Although Izzie is not an activist organiser, she participates in The Battle of Cable Street and crucially, she carries on its work of opposing Mosley and trying to improve life for the people in her area. Another significant factor in the book is that Izzie and her family are committed to education. She attends night school and is eventually able to move up from seamstress to stenographer – and she plans to continue to study and rise. Her father, too, continues with his education and at home enjoys reading the classics.
Both Izzie’s ability to act and to discriminate between causes are grounded in her well-trained and informed mind. For budding activists, this is arguably the most important lesson of all: the energy, passion and ideals of the young can be caught up in perverted causes if they lack the ability to interrogate arguments and the moral compass that distinguishes between right and wrong.

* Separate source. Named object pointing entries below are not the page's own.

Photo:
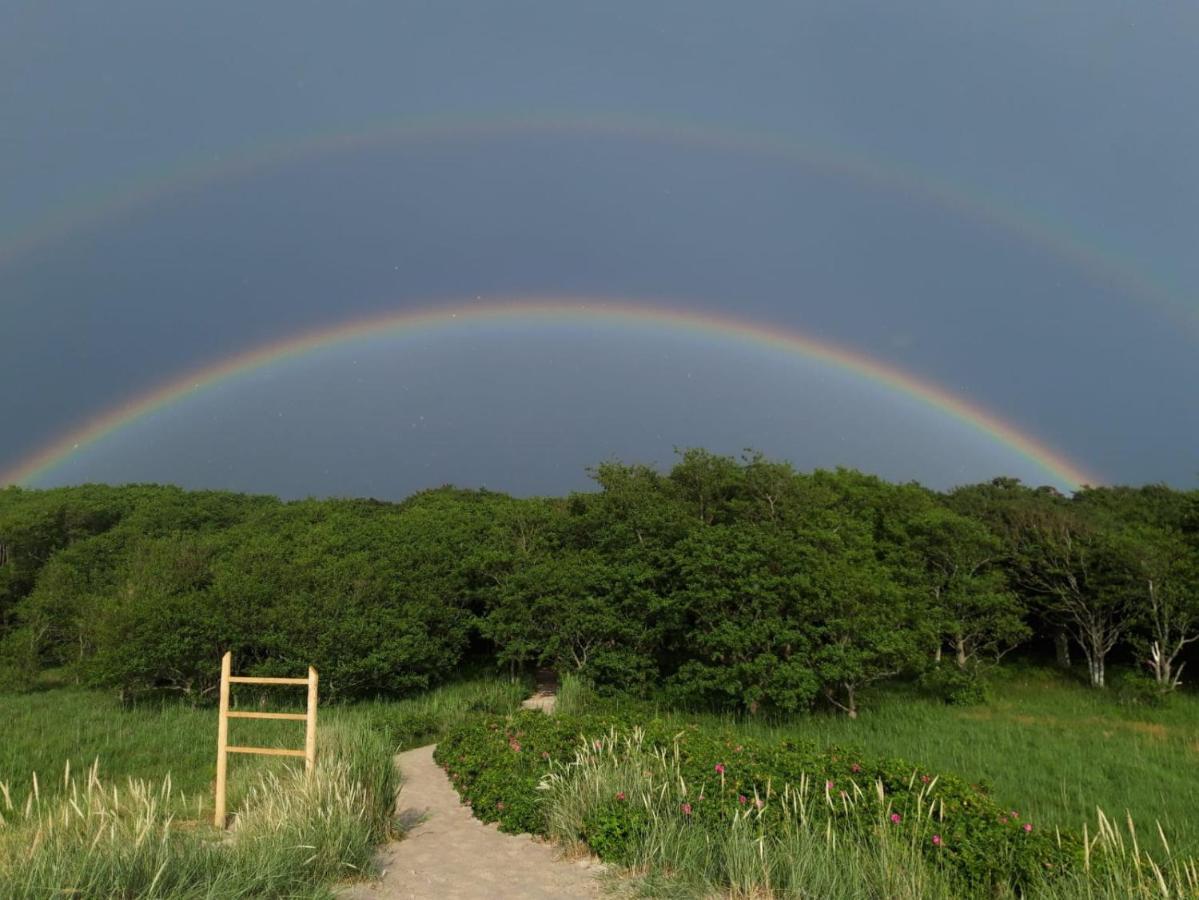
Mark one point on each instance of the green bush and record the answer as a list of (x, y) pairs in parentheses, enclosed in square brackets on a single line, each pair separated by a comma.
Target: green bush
[(1138, 689), (615, 829), (955, 686), (500, 765)]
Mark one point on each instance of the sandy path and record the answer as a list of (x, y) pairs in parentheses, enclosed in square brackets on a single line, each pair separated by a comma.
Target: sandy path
[(449, 853)]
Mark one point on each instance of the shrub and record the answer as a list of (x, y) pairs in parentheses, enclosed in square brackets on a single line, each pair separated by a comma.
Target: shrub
[(507, 767), (955, 686)]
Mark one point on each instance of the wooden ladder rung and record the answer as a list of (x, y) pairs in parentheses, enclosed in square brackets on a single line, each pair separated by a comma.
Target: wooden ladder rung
[(266, 750), (289, 717)]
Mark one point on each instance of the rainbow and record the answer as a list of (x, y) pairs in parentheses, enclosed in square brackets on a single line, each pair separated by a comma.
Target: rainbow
[(1102, 265), (584, 310)]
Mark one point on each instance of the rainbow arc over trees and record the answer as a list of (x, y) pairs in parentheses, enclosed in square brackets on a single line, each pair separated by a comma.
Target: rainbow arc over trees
[(1102, 264), (443, 318)]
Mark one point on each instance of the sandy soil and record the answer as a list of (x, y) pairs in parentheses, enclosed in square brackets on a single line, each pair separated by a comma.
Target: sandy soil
[(449, 853)]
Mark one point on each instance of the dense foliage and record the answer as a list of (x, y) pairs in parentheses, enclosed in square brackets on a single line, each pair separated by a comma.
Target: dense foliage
[(733, 584), (502, 767)]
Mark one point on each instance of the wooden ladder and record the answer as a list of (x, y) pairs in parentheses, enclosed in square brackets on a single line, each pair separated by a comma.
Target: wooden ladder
[(224, 749)]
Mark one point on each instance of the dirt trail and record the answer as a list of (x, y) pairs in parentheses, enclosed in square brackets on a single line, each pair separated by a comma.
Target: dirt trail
[(447, 853), (546, 696)]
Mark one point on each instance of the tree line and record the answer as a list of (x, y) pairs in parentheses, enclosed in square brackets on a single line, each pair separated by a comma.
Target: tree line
[(731, 583)]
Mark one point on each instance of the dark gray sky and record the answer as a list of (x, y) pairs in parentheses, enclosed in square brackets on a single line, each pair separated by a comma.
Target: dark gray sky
[(1072, 121)]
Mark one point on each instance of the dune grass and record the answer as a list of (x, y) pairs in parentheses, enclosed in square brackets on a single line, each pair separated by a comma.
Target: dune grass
[(107, 801), (1043, 742), (626, 796)]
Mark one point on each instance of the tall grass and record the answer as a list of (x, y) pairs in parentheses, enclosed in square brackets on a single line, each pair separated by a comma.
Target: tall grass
[(103, 801), (800, 855), (1055, 748), (294, 835)]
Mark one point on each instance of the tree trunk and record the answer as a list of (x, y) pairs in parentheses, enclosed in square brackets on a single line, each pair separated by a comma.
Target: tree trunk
[(1061, 647)]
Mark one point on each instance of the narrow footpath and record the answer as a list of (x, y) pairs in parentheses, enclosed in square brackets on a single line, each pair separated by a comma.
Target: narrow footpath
[(447, 853)]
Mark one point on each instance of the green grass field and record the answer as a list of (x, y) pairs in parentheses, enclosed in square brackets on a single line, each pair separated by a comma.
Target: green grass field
[(47, 730), (1056, 748), (1049, 747), (1053, 748)]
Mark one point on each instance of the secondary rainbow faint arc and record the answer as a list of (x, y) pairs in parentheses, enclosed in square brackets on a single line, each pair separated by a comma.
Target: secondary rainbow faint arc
[(1102, 265), (540, 310)]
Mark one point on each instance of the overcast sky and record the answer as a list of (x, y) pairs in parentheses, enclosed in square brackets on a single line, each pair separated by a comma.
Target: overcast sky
[(1001, 199)]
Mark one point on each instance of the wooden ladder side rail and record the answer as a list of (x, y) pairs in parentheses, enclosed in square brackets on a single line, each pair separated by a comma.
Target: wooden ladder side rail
[(223, 749)]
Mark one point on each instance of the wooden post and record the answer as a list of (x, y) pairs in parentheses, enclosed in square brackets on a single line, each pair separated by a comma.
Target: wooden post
[(309, 742), (223, 749), (218, 815)]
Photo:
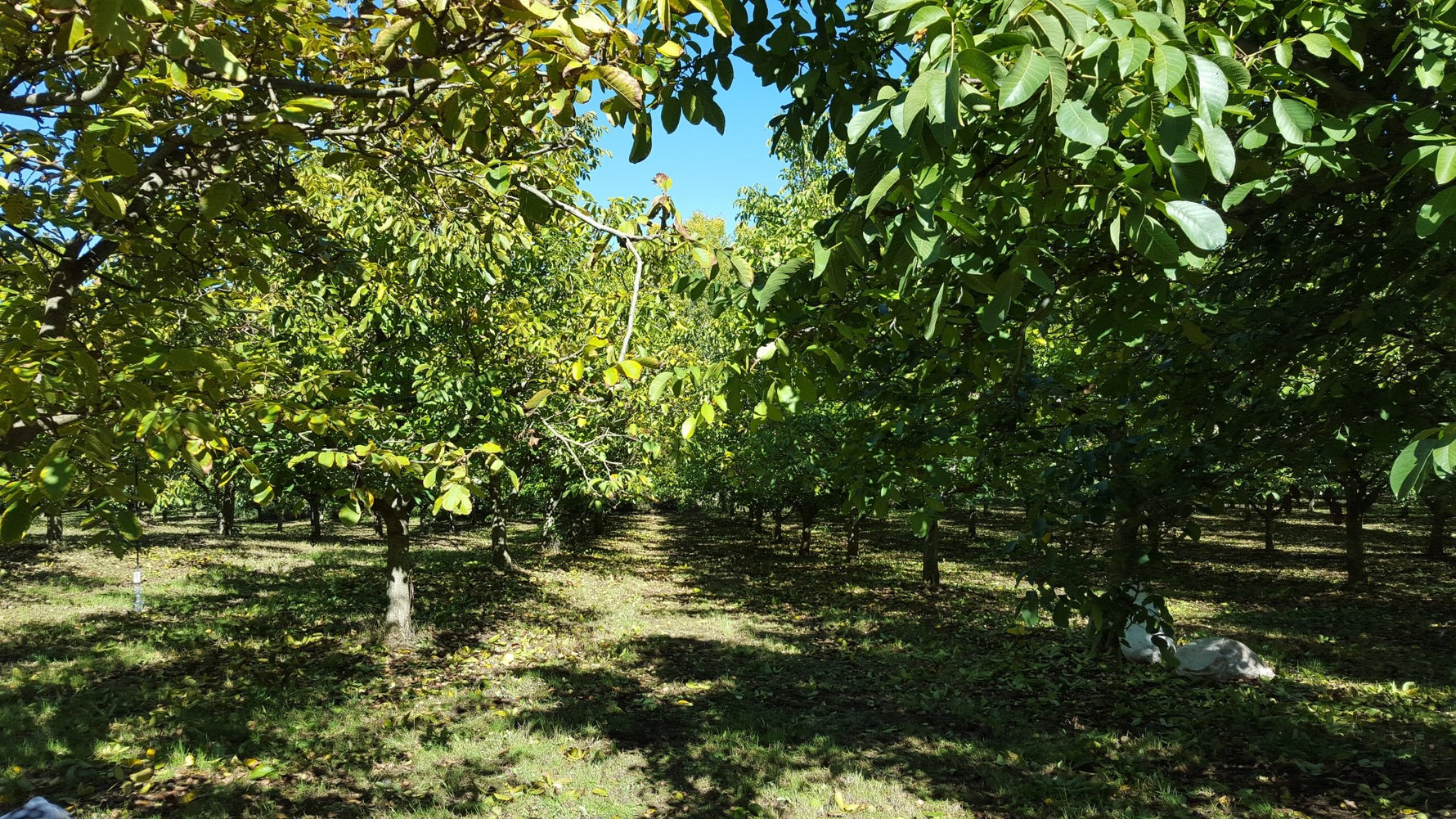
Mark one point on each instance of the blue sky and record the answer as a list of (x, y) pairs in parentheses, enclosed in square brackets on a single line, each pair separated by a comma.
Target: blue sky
[(708, 169)]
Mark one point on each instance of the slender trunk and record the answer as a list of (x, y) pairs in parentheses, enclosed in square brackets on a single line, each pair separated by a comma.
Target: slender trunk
[(227, 512), (498, 556), (399, 589), (315, 519), (931, 556), (1436, 544), (807, 515), (550, 533), (1356, 572), (1121, 554)]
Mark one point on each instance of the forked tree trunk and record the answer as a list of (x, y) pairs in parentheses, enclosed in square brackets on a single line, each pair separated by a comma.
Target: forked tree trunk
[(1267, 515), (931, 556), (1436, 542), (1356, 570), (807, 515), (227, 512), (550, 533), (315, 519), (498, 556), (399, 589)]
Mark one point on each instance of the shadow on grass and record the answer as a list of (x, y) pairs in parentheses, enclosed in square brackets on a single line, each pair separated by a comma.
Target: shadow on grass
[(248, 658), (873, 678)]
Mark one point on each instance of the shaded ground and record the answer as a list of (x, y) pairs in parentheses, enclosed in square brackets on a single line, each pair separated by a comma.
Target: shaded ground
[(683, 666)]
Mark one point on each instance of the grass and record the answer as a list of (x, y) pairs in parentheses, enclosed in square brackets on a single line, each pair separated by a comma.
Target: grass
[(681, 666)]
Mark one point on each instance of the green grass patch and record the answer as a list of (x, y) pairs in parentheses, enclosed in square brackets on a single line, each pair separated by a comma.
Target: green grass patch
[(685, 666)]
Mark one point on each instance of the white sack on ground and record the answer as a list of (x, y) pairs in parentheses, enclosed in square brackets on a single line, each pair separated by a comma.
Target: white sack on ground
[(1138, 643), (1222, 660)]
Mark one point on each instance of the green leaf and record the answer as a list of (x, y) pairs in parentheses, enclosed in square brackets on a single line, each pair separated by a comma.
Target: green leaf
[(56, 477), (104, 18), (1170, 65), (778, 279), (15, 520), (1213, 88), (866, 119), (1198, 222), (935, 313), (621, 82), (1417, 464), (1445, 165), (216, 56), (386, 39), (1026, 78), (1292, 119), (1152, 239), (1081, 124), (1317, 44), (717, 13), (1436, 212), (641, 140), (1217, 149), (128, 525), (654, 391), (883, 187), (218, 199)]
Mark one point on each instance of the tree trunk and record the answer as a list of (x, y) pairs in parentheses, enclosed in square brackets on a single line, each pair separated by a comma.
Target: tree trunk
[(931, 556), (1355, 533), (807, 531), (1121, 551), (550, 533), (399, 589), (498, 556), (1436, 544), (315, 519), (227, 512)]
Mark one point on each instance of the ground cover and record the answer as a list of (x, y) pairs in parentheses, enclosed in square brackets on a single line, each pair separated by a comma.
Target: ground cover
[(685, 666)]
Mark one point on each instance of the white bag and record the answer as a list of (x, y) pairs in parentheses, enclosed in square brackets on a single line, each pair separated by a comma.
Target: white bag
[(1138, 643), (1222, 660)]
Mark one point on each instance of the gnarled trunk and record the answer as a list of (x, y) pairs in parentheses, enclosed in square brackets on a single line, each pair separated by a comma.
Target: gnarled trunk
[(1356, 503), (315, 519), (399, 589), (498, 556), (227, 512), (1436, 542), (931, 556), (807, 513)]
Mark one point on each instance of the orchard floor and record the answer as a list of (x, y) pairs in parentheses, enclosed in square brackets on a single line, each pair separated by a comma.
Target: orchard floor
[(681, 666)]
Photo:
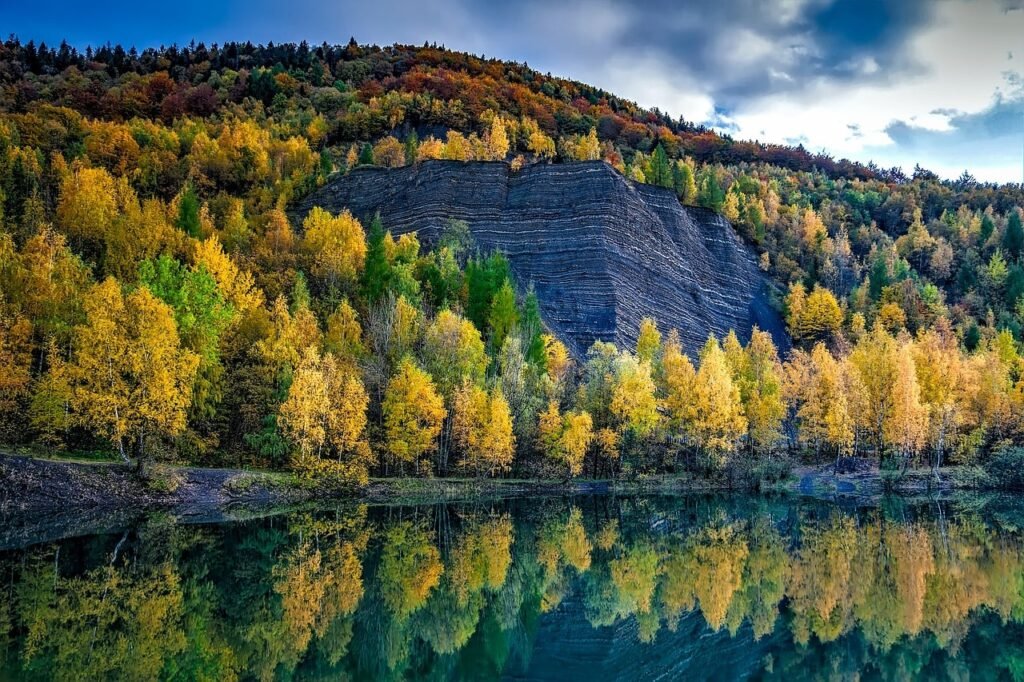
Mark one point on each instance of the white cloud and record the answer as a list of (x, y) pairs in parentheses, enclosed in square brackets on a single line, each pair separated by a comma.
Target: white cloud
[(648, 80), (964, 66)]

Her less educated older brother becomes, for a time, a ‘useful idiot’ in the service of the Blackshirts, but he has the courage to disown them when he learns to see them clearly.
Heed the truth/ spoken by the youth
There are many books that offer this lesson, but fewer which do so in the kind of political context created by The Battle of Cable Street. Recently we have seen a resurgence of youthful activism around gun control in the USA and climate change in a great many countries. As well as reportage, it feels important that the rising generation has the chance to engage empathetically with well-informed fiction that takes them through the challenges, dilemmas, set-backs and particularly the importance of organised opposition to policies and practices that put the future – everybody’s future – at risk.